Today, about 60% of international transactions are settled in US Dollars. Gold is priced in dollars, oil is priced in dollars. Most commodities are priced in US dollars. And when a company buys goods in another country, they are often bought in US dollars, no matter what currency that country uses. This means that the entire world’s economy is affected by the US economy and decisions made at the US Federal Reserve. So how did this system come about? Read along to learn about how the US Dollar became the world’s reserve currency
For centuries, countries used gold for international transactions or pegged the value to the amount of gold they had in their vaults. This is called “being on the gold standard” The UK pound was the global reserve currency for many years, because the pound was considered as safe as gold itself. The UK, having lost its economic strength and a lot of its gold, abandoned the gold standard in 1931 leaving the US as the leading reserve currency.
The US financial position was strengthened at the beginning of WWII when many countries had to pay for goods with gold, leaving their vaults even more empty. In 1944, delegates from 44 Allied countries attended the Bretton Woods Conference to begin planning the post-war economic order. Because the US had so much of the world’s gold, the delegates decided that they would peg their currency to the US dollar and the US dollar could be redeemed for gold. This meant that the US dollar became the world’s reserve currency. While the US stopped converting dollars to gold in 1973.

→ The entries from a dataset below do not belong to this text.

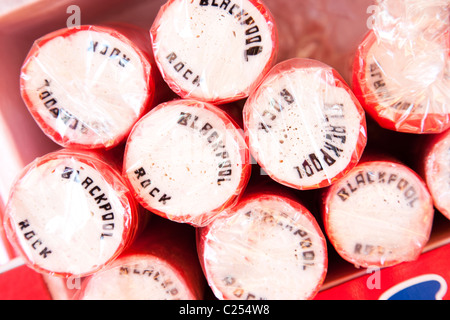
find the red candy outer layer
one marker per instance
(325, 75)
(246, 249)
(379, 108)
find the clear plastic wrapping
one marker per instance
(214, 51)
(187, 161)
(269, 246)
(401, 71)
(379, 215)
(86, 87)
(70, 213)
(162, 264)
(435, 168)
(303, 124)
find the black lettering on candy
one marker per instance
(112, 54)
(214, 140)
(146, 182)
(31, 236)
(252, 33)
(365, 178)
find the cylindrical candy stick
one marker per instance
(214, 51)
(269, 246)
(304, 126)
(86, 87)
(435, 168)
(161, 264)
(403, 91)
(70, 213)
(187, 161)
(379, 215)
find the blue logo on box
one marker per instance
(425, 287)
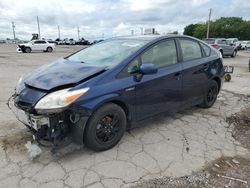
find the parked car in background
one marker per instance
(232, 40)
(97, 41)
(95, 94)
(245, 45)
(52, 42)
(238, 45)
(36, 45)
(221, 44)
(72, 42)
(82, 41)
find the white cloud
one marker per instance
(97, 18)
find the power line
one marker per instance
(39, 34)
(78, 32)
(58, 27)
(13, 27)
(208, 23)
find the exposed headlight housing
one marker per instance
(20, 85)
(58, 100)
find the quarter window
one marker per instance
(190, 50)
(206, 49)
(162, 54)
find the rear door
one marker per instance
(194, 71)
(160, 92)
(37, 45)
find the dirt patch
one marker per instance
(15, 141)
(241, 122)
(223, 172)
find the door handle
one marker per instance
(177, 76)
(130, 89)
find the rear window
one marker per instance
(190, 50)
(206, 49)
(209, 41)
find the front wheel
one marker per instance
(105, 127)
(210, 95)
(27, 50)
(49, 49)
(234, 53)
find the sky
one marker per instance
(98, 19)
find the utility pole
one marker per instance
(13, 27)
(39, 34)
(58, 27)
(141, 30)
(208, 23)
(78, 32)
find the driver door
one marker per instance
(160, 92)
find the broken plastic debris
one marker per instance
(34, 150)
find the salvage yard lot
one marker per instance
(166, 146)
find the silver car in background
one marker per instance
(223, 45)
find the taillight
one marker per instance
(214, 45)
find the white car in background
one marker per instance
(36, 45)
(245, 45)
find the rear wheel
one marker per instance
(221, 53)
(234, 53)
(27, 49)
(210, 95)
(49, 49)
(105, 128)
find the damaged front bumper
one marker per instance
(55, 127)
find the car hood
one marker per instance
(61, 72)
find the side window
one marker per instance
(131, 67)
(206, 49)
(161, 54)
(190, 50)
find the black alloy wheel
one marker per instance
(27, 49)
(211, 95)
(105, 127)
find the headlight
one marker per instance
(59, 99)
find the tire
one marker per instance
(234, 53)
(227, 77)
(249, 65)
(49, 49)
(221, 53)
(105, 127)
(27, 49)
(210, 95)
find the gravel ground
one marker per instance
(183, 148)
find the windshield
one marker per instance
(107, 53)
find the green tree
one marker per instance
(226, 27)
(189, 30)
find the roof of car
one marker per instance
(147, 37)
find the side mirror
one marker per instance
(148, 68)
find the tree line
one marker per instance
(225, 27)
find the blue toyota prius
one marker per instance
(94, 95)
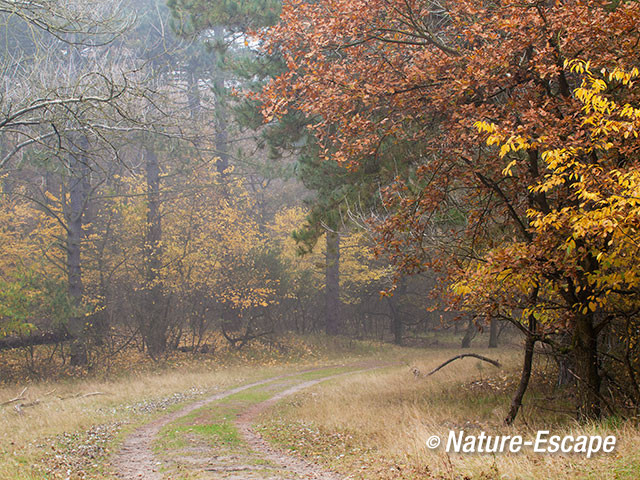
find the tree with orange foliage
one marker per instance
(372, 75)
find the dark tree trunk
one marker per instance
(332, 284)
(221, 112)
(397, 325)
(525, 376)
(585, 349)
(155, 327)
(469, 334)
(78, 194)
(493, 333)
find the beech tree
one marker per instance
(370, 75)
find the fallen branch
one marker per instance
(16, 399)
(82, 395)
(495, 363)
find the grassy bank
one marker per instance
(68, 427)
(375, 425)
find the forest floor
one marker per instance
(355, 411)
(214, 438)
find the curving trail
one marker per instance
(248, 457)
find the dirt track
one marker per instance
(246, 457)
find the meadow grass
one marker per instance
(375, 425)
(30, 440)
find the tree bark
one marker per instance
(585, 347)
(525, 376)
(78, 195)
(493, 333)
(397, 325)
(155, 327)
(468, 335)
(332, 284)
(222, 135)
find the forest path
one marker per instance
(213, 438)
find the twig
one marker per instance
(18, 398)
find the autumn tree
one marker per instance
(377, 74)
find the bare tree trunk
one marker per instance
(397, 325)
(493, 333)
(525, 376)
(332, 284)
(155, 327)
(78, 192)
(469, 334)
(587, 373)
(221, 112)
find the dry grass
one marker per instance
(375, 425)
(59, 434)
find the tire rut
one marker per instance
(135, 460)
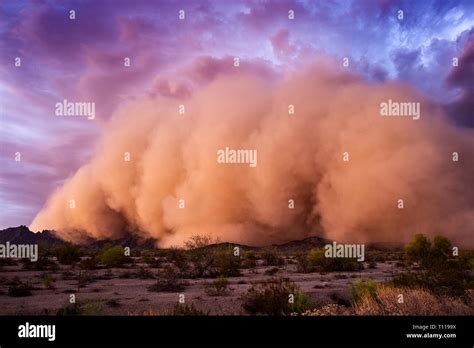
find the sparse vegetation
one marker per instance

Still the strength and stability of the US meant that it still made sense to use US dollars for international commerce. Since then, the Euro, Chinese Yuan, Japanese Yen and UK Pound have gained a growing percentage of international commerce and government reserves, but the US dollar still holds the largest position.
Some countries, dissatisfied with the US deficits have considered making their own reserve currency for trade between their countries. BRICS nations (Brazil, Russia, India, China and South Africa) announced on August 24 their intent to evaluate a common currency for trade. This could be some sort of international cryptocurrency or even a new physical currency. This seems like a difficult challenge. Remember it took Europe 50 years to create the Euro. These countries would have to be willing to share in the fiscal policy making. Time will tell.